This year’s rally in oil prices brings back an all-too-familiar question for the oil market and the OPEC+ group: Will U.S. shale come back faster than expected to ruin the alliance’s efforts to manage supply?
Most publicly-traded U.S. shale firms continue to vow strict capital discipline. They promise that any excess cash flow will go to additional payouts to shareholders, who have seen years of meager returns while the shale patch was chasing drilling and production records.
However, there is a group of shale producers who could spoil the OPEC+ plans for oil market management again, producing more than the market and forecasters currently expect.
This is the group of the smaller privately held oil firms benefiting from higher oil prices as their primary way of generating cash is increased production. Those closely held producers also benefit from the fact that they are not punished by the stock market or investors for their choice to ramp up drilling activity while large listed firms are scaling back capital spending and idling rigs.
Signs have started to emerge that some private shale operators that have boosted production over the past year will continue to do so in the coming months.

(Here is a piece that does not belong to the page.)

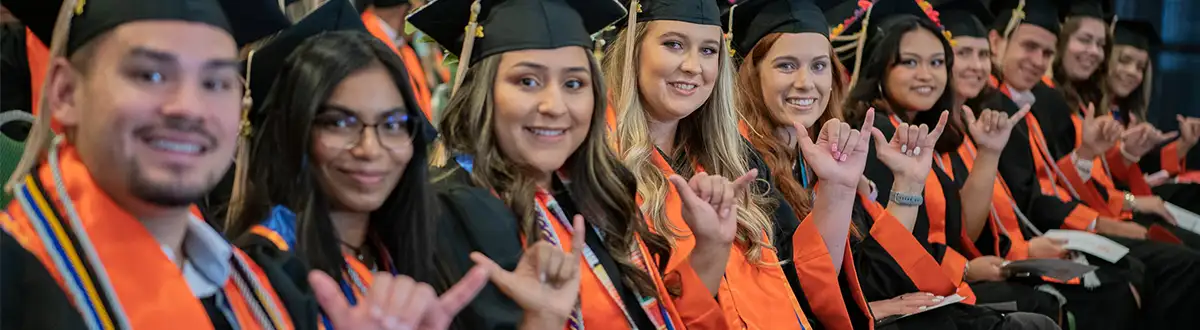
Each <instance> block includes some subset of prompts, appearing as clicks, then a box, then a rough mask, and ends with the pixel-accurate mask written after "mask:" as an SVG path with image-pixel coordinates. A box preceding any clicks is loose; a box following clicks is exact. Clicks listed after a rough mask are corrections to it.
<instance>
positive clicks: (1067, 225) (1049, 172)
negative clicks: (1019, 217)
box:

More than expected U.S. production coming to the market could derail the current forecasts for American oil supply and undermine the efforts of the OPEC+ alliance to control a large part of the global oil supply while demand is recovering from the pandemic shock.
For example, privately held DoublePoint Energy looks to raise its production to over 100,000 barrels per day (bpd) in the coming months, after having doubled output to 80,000 bpd over the past year.
“The publics are under a lot pressure to be disciplined with the capital they spend,” DoublePoint Energy’s co-chief executive Cody Campbell told Bloomberg in a recent interview.
“They don’t have the freedom to go after returns like we can,” Campbell added. Related: Is This The World’s Next Big Offshore Oil Region?
If more of the ‘smaller guys’ decide to take advantage of the higher oil prices and boost production to generate more returns, they could upend expectations of how much oil the U.S. would pump this year.
Currently, OPEC itself sees U.S. crude oil production for 2021 at 11.2 million bpd, slightly down from an estimated 11.28 million bpd output for 2020. In its latest Monthly Oil Market Report (MOMR) for February, the cartel actually revised down its 2021 forecast for U.S. oil production by 210,000 bpd and now expects a 70,000-bpd annual decline from 2020, as continued capital expenditure discipline is “expected to weigh on production prospects in 2021.”
Larger listed U.S. producers are concerned that some drillers would break promises of output restraint.
“There are going to be bad actors [who pursue] growth for growth’s sake,” Matthew Gallagher, an executive at Pioneer Natural Resources, told the Financial Times in January.
Pioneer Natural Resources itself will look to limit production growth to an average 5 percent over the long term, CEO Scott Sheffield said on the Q4 earnings call last week. Moreover, Pioneer expects to return up to 75 percent of its annual free cash flow to shareholders after the base dividend is paid, Sheffield noted. This will be returned in the form of variable dividends paid out quarterly the following year, the executive said. Related: Is This The World’s Next Big Offshore Oil Region?
While Pioneer and other major listed shale players seem to be heeding investors’ calls for higher returns to shareholders, the smaller closely held operators are not promising anything other than chasing higher returns on their investment, which is being generated by more oil production.
U.S. shale production as a whole is unlikely to return to the levels before the pandemic, Occidental’s CEO Vicki Hollub said on the CERAWeek by IHS Markit on Tuesday.
“The severe drop in activity in the U.S. along with the high decline rates of shale and the pressure from investment community to maintain discipline instead of growth means in my view that shale will not get back to where it was in the U.S.,” Hollub said, as carried by Reuters.
Shale production may never return to pre-COVID levels, but privately held drillers could surprise to the upside major forecasters, the oil market, and even OPEC.